Gonzalo
Gamio Gehri
Acabo de volver a ver My name is Khan, un filme que significa
mucho para mí por muchas razones diferentes. La película tiene la virtud de
presentar de una manera lúcida y conmovedora la situación de violencia y
discriminación en los Estados Unidos y otros lugares después de los atentados
terroristas del 11 de septiembre. Rizvan Khan ha perdido a su hijastro –
asesinado por ser identificado como un musulmán – y ha hecho la promesa de
presentarse ante el Presidente para decirle que no es un terrorista. Su promesa
simboliza la lucha de muchos musulmanes honestos, residentes en los Estados
Unidos y en otras naciones occidentales, que se niegan a ser estigmatizados
como violentos o integristas y que reivindican al Islam como un credo basado en
la compasión y la solidaridad.
Khan es un hombre que padece una
forma de autismo, pero eso no le impide conducirse sabiamente – con la palabra
y con la acción – denunciando el poder destructor del odio y la intolerancia.

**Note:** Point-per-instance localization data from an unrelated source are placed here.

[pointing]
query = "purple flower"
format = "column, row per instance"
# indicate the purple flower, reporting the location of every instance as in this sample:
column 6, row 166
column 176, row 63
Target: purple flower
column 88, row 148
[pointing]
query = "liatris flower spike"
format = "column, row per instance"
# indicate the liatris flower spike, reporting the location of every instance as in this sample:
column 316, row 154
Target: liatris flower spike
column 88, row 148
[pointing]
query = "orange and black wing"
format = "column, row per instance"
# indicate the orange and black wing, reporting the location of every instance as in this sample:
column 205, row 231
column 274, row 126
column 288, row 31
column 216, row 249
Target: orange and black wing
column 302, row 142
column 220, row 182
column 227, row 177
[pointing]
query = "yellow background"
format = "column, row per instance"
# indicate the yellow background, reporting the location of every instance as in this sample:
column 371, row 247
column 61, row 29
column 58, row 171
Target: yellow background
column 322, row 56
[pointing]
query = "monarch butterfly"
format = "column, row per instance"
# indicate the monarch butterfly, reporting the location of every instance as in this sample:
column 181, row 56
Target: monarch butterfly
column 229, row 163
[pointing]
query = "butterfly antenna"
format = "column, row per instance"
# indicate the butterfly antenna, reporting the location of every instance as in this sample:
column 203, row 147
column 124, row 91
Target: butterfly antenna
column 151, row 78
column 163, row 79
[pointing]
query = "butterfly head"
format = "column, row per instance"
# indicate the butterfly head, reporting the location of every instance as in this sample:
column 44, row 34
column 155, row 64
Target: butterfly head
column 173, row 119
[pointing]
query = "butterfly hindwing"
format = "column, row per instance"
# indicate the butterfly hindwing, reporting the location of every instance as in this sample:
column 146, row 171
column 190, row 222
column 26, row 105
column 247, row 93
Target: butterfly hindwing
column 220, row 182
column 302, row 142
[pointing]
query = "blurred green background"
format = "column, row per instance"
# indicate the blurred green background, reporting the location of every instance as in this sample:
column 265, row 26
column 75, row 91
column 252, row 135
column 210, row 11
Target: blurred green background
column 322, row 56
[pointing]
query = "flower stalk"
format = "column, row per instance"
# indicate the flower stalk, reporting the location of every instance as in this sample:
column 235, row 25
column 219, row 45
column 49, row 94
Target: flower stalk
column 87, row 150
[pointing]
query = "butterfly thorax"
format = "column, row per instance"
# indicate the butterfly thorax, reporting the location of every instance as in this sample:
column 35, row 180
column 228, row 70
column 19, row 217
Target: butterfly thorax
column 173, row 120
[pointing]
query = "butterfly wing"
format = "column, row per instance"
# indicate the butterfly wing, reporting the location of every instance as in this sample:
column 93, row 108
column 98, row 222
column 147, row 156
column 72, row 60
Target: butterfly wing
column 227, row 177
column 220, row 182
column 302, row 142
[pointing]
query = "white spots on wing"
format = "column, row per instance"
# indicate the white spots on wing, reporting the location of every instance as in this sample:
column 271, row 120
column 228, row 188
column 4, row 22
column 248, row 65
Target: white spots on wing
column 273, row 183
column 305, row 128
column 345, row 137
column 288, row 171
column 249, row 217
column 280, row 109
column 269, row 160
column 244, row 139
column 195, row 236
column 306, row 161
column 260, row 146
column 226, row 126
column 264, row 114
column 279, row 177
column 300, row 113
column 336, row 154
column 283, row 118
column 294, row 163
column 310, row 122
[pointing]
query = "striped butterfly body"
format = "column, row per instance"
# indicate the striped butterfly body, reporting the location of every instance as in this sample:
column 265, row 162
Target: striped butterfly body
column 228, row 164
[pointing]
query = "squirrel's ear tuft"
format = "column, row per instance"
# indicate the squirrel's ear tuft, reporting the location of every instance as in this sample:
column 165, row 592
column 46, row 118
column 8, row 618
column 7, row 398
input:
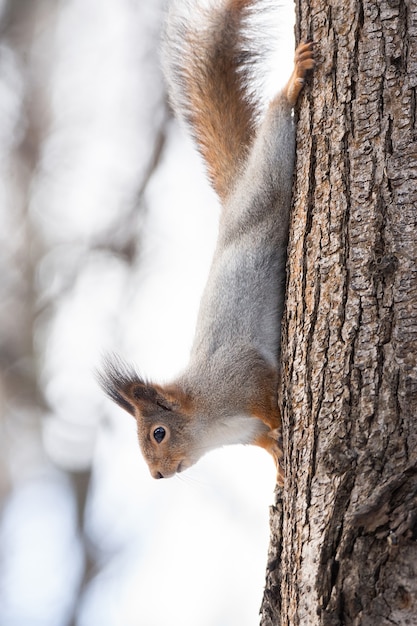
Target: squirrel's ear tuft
column 120, row 382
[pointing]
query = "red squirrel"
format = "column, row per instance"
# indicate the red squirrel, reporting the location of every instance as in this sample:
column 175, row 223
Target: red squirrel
column 228, row 392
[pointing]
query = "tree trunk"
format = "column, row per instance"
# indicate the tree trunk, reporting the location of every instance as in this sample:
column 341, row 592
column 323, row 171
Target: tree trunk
column 343, row 546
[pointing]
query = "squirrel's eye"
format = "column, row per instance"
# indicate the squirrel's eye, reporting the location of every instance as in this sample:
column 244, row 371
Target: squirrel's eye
column 159, row 434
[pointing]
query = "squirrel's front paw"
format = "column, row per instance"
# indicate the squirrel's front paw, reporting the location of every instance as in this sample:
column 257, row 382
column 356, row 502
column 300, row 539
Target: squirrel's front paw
column 304, row 61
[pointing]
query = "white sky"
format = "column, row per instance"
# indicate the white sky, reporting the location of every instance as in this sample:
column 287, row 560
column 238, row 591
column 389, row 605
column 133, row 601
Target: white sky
column 187, row 551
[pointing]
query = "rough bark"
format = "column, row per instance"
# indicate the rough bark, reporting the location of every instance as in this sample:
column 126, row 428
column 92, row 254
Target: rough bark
column 348, row 551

Muestra claramente que el silencio y la incomprensión dañan severamente las
relaciones humanas. El amor que puede entregar – en Georgia con las víctimas de
los vientos huracanados, y en diversos lugares – hace la diferencia. La
película destaca el hecho según el cual lo humano – la capacidad de amar y de
dañar, de pensar, de expresarse y establecer conexiones significativas con los
seres vivos – trasciende los orígenes culturales, las filiaciones y los papeles
que las personas cumplen en diferentes espacios. Y que es lo humano mismo lo
que es preciso buscar cuando se trata de comunicarse con las personas.
Cultivar lo humano a la vez que celebrar la diversidad. Esa es la idea que plantea la obra. Una fórmula para intentar combatir el odio cultural y religioso. Un alegato en favor de la solidaridad interhumana. No cabe ninguna duda.